Kurihara Tatsuya, Kogo Mari, Ishii Masakazu, Shimada Ken, Yoneyama Keiichiro, Kitamura Katsuya, Shimizu Shunichi, Yoshida Hitoshi, Kiuchi Yuji
Division of Physiology and Pathology, Department of Pharmacology, Toxicology and Therapeutics, Showa University School of Pharmacy, 1-5-8 Hatanodai, Shinagawa-ku, Tokyo, 142-8555, Japan.
Department of Hospital Pharmaceutics, Showa University School of Pharmacy, 1-5-8 Hatanodai, Shinagawa-ku, Tokyo, 142-8555, Japan.
Cancer Chemother Pharmacol. 2015 Dec;76(6):1217-24. doi: 10.1007/s00280-015-2887-4. Epub 2015 Nov 11.
We conducted a retrospective cohort study to examine whether neutropenia could be an indicator of good prognosis in patients treated with gemcitabine (GEM) for unresectable pancreatic cancer.
A total of 178 patients with unresectable pancreatic cancer, who were treated with first-line (n = 121) or second-line (n = 57) GEM, were included in our analyses. A Cox proportional hazard model was used to examine the effect of the grade of GEM-induced neutropenia on prognosis. Furthermore, the difference in survival time for each grade was assessed using a log-rank test.
In the first-line population, the hazard ratios of patients with grade 2 or grade 3 neutropenia compared with the ratios of those without neutropenia (grade 0) were 0.43 (95% CI 0.27-0.70) and 0.37 (0.21-0.65), respectively (p < 0.05). The median survival time (MST) was 3.8 months for grade 0, 9.4 months for grade 2, and 10.1 for grade 3. Landmark analysis of the second-line population revealed a hazard ratio of 0.52 (0.30-0.82) for grade 1 and 0.49 for grade 2 (0.28-0.72) (p < 0.05). MST was 1.3 months for grade 0, 4.7 months for grade 1, and 4.6 months for grade 2.
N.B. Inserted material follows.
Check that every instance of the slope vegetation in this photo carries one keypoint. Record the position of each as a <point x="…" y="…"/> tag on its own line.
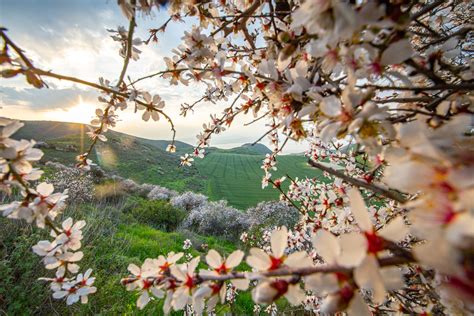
<point x="231" y="174"/>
We found that neutropenia grade was an indicator of good prognosis in patients treated with first-line and second-line GEM for unresectable pancreatic cancer. A prospective study should be performed to examine whether dosage adjustment using neutropenia grade as an indicator would improve prognosis.
我们开展了一项回顾性队列研究,以探讨中性粒细胞减少是否可作为吉西他滨(GEM)治疗不可切除胰腺癌患者预后良好的指标。
共有178例接受一线(n = 121)或二线(n = 57)GEM治疗的不可切除胰腺癌患者纳入我们的分析。采用Cox比例风险模型来检验GEM诱导的中性粒细胞减少分级对预后的影响。此外,使用对数秩检验评估各分级的生存时间差异。
在一线治疗人群中,2级或3级中性粒细胞减少患者的风险比与无中性粒细胞减少(0级)患者的风险比分别为0.43(95%CI 0.27 - 0.70)和0.37(0.21 - 0.65)(p < 0.05)。0级的中位生存时间(MST)为3.8个月,2级为9.4个月,3级为10.1个月。二线治疗人群的标志性分析显示,1级的风险比为0.52(0.30 - 0.82),2级为0.49(0.28 - 0.72)(p < 0.05)。0级的MST为1.3个月,1级为4.7个月,2级为4.6个月。
我们发现中性粒细胞减少分级是接受一线和二线GEM治疗的不可切除胰腺癌患者预后良好的指标。应进行前瞻性研究,以检验以中性粒细胞减少分级为指标进行剂量调整是否会改善预后。